Aslında açılışı Hürriyet.com.tr ile yapan, gidebileceği en
uç nokta DNS ayarlarıyla hallolan düz bir kullanıcı Fırat. Kendisine sorsanız
şiddetle itiraz eder ama bu tür kullanıcılarda ekran donmaları genelde “hot
young girl” ün memeleri yüzündendir. Fırat, internet dünyasını haber siteleri,
Vikipedi ve edebiyat dünyası’ndan oluşan bir sacayağının üzerine inşa
ettiğini iddia etse de, kendisine, “O
zaman niye oynayıp duruyorsun oğlum DNS ayarlarıyla” diye sorduğunuzda, o
boncuk gözleri birer top gibi dönerken suratı tıpkı ekran gibi donar
kalır. Siz, onun sürekli toplumsal bir
mevkide tertemiz yaşıyormuş gibi durduğuna,
minik gözlüklerinin arkasından aydınlık bir geleceğe entelektüel
bakışlar fırlattığına bakmayın; ufak bir araştırma yapılsa bilgisayarının
history’sinin “erotizmin tarihi”ne denk geldiği rahatça belgelenebilir. Bu
karışık tarih, bünyesindeki virüs kuvvetiyle topu da döndürür, kum saatini de.
Bu elbette bir suç değil. Sonuçta her erkek gibi, DNS ayarı isteyen Hot young
girl’ler Fırat’ın da hakkı. Bir Erkeğin ekranında kum saati yada renkli top
dönüyorsa bu işin başka açıklaması yok. Hot young’u izleyen her erkek bir süre
sonra topu izlemeye mahkumdur. Çünkü topun sahibi Hot Young Girl’dür.

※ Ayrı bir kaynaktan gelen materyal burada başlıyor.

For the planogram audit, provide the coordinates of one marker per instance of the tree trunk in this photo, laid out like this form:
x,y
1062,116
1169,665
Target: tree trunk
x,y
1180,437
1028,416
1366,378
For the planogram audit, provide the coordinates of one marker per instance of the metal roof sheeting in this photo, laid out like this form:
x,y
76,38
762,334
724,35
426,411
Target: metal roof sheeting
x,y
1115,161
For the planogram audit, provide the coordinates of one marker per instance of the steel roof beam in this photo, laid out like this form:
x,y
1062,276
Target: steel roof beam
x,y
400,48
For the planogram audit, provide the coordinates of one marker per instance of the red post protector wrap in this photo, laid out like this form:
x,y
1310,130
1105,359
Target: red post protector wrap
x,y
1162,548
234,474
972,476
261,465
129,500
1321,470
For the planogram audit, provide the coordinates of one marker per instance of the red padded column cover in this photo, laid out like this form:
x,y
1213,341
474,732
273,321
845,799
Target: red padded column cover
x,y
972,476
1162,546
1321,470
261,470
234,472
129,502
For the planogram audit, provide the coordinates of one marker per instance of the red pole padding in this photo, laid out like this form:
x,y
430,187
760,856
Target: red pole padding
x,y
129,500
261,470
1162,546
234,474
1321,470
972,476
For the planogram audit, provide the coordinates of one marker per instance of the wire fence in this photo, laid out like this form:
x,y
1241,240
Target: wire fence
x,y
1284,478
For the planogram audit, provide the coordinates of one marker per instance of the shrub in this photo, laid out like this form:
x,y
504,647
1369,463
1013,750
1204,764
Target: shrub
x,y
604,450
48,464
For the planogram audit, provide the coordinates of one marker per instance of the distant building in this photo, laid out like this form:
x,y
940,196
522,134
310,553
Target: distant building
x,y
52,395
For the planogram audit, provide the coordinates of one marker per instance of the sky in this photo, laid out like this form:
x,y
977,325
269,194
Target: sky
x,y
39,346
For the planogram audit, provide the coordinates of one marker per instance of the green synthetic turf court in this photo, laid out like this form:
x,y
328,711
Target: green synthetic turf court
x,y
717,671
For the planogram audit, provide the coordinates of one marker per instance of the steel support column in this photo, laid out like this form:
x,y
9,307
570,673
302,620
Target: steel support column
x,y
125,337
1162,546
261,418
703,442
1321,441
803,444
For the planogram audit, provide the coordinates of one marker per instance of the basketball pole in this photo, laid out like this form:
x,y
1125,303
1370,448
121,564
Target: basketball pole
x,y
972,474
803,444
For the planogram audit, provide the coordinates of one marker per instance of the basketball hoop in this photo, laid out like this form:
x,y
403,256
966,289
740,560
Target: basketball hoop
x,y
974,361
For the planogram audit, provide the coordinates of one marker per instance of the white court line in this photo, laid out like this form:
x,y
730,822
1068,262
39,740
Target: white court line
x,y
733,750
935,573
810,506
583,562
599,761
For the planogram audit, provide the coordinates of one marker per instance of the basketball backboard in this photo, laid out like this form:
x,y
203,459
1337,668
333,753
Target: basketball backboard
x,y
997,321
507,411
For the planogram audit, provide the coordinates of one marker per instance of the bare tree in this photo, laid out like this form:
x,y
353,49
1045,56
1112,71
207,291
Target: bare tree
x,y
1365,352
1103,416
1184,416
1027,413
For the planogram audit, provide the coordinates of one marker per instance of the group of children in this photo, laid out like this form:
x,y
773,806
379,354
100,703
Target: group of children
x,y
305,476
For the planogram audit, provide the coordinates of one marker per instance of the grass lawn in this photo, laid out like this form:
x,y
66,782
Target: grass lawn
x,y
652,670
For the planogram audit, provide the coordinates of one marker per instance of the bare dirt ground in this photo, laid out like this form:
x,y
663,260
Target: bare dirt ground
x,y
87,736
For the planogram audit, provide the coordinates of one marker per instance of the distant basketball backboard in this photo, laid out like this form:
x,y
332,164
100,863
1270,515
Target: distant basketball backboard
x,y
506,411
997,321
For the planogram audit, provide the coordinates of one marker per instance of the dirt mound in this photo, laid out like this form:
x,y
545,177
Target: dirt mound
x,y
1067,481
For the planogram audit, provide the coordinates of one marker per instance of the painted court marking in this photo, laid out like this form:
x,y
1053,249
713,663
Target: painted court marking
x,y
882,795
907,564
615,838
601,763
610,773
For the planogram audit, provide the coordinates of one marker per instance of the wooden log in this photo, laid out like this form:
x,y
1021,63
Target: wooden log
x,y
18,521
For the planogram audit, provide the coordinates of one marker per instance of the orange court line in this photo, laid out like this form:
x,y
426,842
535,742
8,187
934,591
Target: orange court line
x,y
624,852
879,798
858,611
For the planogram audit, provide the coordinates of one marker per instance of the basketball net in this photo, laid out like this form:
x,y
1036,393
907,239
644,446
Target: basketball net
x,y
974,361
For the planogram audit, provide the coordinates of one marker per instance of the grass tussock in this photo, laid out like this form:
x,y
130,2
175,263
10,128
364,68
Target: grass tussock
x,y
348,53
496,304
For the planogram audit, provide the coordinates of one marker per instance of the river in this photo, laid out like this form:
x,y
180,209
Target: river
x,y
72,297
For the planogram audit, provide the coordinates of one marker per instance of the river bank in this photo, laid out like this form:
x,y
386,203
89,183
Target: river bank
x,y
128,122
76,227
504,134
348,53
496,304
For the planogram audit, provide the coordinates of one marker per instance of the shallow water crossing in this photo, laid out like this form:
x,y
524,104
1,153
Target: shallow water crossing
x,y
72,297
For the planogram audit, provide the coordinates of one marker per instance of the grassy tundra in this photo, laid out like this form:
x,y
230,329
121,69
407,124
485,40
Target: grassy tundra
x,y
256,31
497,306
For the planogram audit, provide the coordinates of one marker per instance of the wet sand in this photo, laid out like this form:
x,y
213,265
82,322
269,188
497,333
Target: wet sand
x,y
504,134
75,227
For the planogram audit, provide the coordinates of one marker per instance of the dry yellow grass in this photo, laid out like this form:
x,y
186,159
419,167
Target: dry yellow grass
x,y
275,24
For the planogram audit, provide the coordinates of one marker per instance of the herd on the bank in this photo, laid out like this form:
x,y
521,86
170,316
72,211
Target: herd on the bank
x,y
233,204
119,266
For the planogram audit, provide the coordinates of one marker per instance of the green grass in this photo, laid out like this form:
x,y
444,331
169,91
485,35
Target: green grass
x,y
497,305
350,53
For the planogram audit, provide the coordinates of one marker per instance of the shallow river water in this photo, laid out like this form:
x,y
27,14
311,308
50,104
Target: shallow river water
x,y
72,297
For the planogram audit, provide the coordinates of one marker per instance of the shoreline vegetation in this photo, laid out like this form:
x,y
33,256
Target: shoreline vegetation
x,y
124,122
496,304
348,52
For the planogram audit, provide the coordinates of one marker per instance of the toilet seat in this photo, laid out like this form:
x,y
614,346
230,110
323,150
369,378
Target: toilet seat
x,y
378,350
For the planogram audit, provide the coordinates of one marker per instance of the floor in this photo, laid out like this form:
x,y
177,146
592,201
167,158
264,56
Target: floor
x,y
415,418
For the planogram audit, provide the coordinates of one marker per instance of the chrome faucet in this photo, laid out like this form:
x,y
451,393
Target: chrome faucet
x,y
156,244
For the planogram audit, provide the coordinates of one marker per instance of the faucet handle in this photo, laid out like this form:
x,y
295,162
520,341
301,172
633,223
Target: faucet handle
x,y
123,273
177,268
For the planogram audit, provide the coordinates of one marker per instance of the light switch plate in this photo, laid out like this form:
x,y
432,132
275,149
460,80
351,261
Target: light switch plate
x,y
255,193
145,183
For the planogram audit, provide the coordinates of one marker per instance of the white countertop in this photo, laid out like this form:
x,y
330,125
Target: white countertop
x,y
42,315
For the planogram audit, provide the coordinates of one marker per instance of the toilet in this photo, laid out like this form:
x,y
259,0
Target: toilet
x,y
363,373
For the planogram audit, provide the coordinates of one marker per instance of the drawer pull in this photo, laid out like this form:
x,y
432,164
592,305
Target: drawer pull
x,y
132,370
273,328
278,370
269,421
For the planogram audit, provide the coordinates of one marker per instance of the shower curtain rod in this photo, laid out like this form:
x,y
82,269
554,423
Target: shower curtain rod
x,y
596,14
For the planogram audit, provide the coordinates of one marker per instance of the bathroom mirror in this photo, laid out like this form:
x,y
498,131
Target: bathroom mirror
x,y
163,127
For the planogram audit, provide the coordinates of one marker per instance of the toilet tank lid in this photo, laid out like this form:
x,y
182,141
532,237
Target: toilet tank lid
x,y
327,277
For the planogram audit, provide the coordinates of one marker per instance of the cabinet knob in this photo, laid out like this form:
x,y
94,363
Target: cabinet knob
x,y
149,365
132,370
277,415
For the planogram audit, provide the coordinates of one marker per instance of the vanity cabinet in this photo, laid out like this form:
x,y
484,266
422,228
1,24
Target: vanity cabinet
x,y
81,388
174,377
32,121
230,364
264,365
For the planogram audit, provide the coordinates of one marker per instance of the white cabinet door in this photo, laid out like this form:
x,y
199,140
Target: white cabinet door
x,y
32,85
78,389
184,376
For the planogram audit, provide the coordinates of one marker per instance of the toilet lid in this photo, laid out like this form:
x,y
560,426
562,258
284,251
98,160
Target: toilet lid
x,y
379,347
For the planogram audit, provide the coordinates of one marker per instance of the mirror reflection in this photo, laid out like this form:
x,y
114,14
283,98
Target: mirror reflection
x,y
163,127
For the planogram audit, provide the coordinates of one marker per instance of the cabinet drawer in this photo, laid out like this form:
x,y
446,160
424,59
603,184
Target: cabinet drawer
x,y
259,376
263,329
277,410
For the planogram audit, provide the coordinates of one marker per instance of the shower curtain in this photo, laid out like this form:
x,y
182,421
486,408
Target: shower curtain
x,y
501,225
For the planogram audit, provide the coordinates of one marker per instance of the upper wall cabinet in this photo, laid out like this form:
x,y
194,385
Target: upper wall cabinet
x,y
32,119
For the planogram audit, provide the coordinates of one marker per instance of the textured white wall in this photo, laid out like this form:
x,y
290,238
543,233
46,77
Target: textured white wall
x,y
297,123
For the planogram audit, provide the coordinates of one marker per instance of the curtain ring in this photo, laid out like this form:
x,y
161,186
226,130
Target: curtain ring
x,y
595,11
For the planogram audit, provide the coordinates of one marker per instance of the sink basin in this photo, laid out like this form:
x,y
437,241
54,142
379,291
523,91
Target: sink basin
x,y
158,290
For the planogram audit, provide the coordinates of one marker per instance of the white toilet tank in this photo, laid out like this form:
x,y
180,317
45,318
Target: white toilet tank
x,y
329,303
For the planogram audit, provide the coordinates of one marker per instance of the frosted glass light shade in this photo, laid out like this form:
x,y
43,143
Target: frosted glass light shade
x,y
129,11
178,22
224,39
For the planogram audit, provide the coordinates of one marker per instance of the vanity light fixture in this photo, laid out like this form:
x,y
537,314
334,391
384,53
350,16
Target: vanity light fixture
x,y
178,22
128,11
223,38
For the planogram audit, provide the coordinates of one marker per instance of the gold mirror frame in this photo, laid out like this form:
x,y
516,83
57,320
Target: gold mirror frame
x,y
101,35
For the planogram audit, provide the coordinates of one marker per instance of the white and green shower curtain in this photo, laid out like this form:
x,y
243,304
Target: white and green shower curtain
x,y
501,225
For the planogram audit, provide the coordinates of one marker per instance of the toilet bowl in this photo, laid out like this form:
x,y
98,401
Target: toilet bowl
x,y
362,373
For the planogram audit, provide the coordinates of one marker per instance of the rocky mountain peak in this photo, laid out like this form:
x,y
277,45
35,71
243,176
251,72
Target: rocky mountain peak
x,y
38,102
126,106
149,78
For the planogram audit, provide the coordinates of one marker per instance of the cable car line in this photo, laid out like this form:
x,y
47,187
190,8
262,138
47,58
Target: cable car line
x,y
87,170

Donmaları arttı Fırat’ın. Renkli top, Tayyip Erdoğan, “Bu habere
çok şaşıracaksınız”, “Acun Ilıcalı”
“Kanserin korkutan 7 belirtisi”, Fatih Terim demeden neye tıklarsa
tıklasın hemen dönmeye başlıyor. Fırat
dilinden anlamasa da bilgisayarının “Zamanında
öyle yerlere girdin ki şimdi Fatih Terim bile ağır geliyor bana, şu an düşünmem
lazım, az bekle, beklerken de topa bak” dediğini anlıyor ama çözüm bulmak
konusunda elinden başka hiçbir şey gelmiyor. Bütün tıklamaların dönen bir topa
dönüştüğü bir hayat gittikçe ağır gelmeye başlıyor Fırat’a. “Kiracılara müjdeli
haber’i dönen top yüzünden bir türlü öğrenemediği bir gün, bütün çaresiz
kullanıcılar gibi bu işlerden anlayan bir arkadaşa başvurmaya karar veriyor. Bu
noktada bir alt başlık oluşturmak gerekiyor.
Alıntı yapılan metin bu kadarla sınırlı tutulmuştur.